Wie aus den vorläufigen Ergebnissen der gambischen Volkszählung von 2013 hervorgeht, stellen Frauen mehr als 51 Prozent der fast 1,8 Millionen Gambier. Einer Untersuchung von 2011 zufolge stellen Frauen 58 Prozent der nationalen Wählerschaft. Genaue Zahlen, wie viele Frauen in Regierungs- und Führungspositionen zu finden sind, liegen weder auf nationaler noch lokaler Ebene vor - ungeachtet der Tatsache, dass Isatou Njie Saidy seit 1997 Vizepräsidentin von Gambia ist.

"In der 53 Mitglieder zählenden Nationalversammlung sind gerade einmal fünf Frauen anzutreffen. Vier wurden gewählt, eine weitere Frau wurde ernannt. Das ist ein Frauenanteil von nur neun Prozent", kritisiert Amie Sillah, Aktivistin und Politikerin, gegenüber IPS. "Und von 1.873 Dorfvorstehern sind gerade einmal fünf weiblich. Wir haben nicht eine einzige Gouverneurin und keine Bezirkschefin."


Frauen auf der Ersatzbank

Die innerparteilichen Strukturen weisen Frauen bestenfalls die Rolle der Stellvertreterin zu. Entscheidungspositionen bekleiden sie lediglich in den weiblichen Flügeln ihrer Parteien. Und die Mehrheit der politisch aktiven Frauen wendet ihre Zeit dafür auf, um Stimmen und Spenden für ihre männlichen Kollegen zu sammeln.

"In dem Auswahlgremien der Parteien bestätigt sich selbst dann, wenn die Frauen den Vorsitz führten, das Sprichwort: 'Sie (Männer) geben dir zwar den Kopf, aber nehmen dir die Zunge.' Männer geben dir nicht wirklich die Macht.
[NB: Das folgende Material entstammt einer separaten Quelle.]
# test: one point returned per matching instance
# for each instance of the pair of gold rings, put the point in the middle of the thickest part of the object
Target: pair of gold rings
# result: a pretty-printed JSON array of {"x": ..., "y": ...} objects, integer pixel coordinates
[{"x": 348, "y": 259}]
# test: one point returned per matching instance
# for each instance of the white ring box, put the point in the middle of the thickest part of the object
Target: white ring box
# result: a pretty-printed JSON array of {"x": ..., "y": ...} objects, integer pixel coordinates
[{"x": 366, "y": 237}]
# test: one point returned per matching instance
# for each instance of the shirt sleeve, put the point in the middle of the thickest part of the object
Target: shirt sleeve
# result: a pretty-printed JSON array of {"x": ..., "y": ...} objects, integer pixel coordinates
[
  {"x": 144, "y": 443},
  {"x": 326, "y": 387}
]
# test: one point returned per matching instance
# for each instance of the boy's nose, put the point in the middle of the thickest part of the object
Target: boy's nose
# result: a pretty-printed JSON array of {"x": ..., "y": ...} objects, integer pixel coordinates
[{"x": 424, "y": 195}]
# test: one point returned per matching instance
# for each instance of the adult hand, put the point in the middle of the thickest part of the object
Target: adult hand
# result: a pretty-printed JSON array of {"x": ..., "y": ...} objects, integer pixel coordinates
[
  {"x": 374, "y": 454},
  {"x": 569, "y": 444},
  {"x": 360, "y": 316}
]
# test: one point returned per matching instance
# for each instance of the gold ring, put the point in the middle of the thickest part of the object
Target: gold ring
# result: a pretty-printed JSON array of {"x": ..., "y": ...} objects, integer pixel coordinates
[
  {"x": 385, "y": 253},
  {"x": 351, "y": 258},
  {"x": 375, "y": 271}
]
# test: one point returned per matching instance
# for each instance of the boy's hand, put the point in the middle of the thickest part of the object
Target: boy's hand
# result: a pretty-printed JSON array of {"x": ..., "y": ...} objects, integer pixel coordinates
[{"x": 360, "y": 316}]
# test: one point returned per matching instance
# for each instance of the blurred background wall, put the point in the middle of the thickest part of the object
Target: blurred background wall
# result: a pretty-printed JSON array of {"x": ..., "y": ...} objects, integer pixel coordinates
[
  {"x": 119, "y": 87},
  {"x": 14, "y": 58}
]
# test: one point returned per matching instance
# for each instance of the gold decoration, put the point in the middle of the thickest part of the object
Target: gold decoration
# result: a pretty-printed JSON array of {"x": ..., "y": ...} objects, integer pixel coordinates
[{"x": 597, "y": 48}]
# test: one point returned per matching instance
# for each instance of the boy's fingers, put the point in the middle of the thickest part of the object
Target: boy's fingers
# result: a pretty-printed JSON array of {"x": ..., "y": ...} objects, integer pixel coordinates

Du verbreitest lediglich das, was sie wollen, das du verbreitest", betont Sillah.

Die Verfassung räumt Frauen das Recht auf politische Partizipation ein und verbietet jede Form einer geschlechtsbedingten Diskriminierung. Und obwohl in den vergangenen vier Jahren mindestens drei Gesetze zugunsten von Frauen verabschiedet wurden - das Frauenschutzgesetz von 2010 sowie die beiden von 2013 gegen häusliche Gewalt und gegen Sexualdelikte - bleiben Gambias Frauen auch weiterhin marginalisiert.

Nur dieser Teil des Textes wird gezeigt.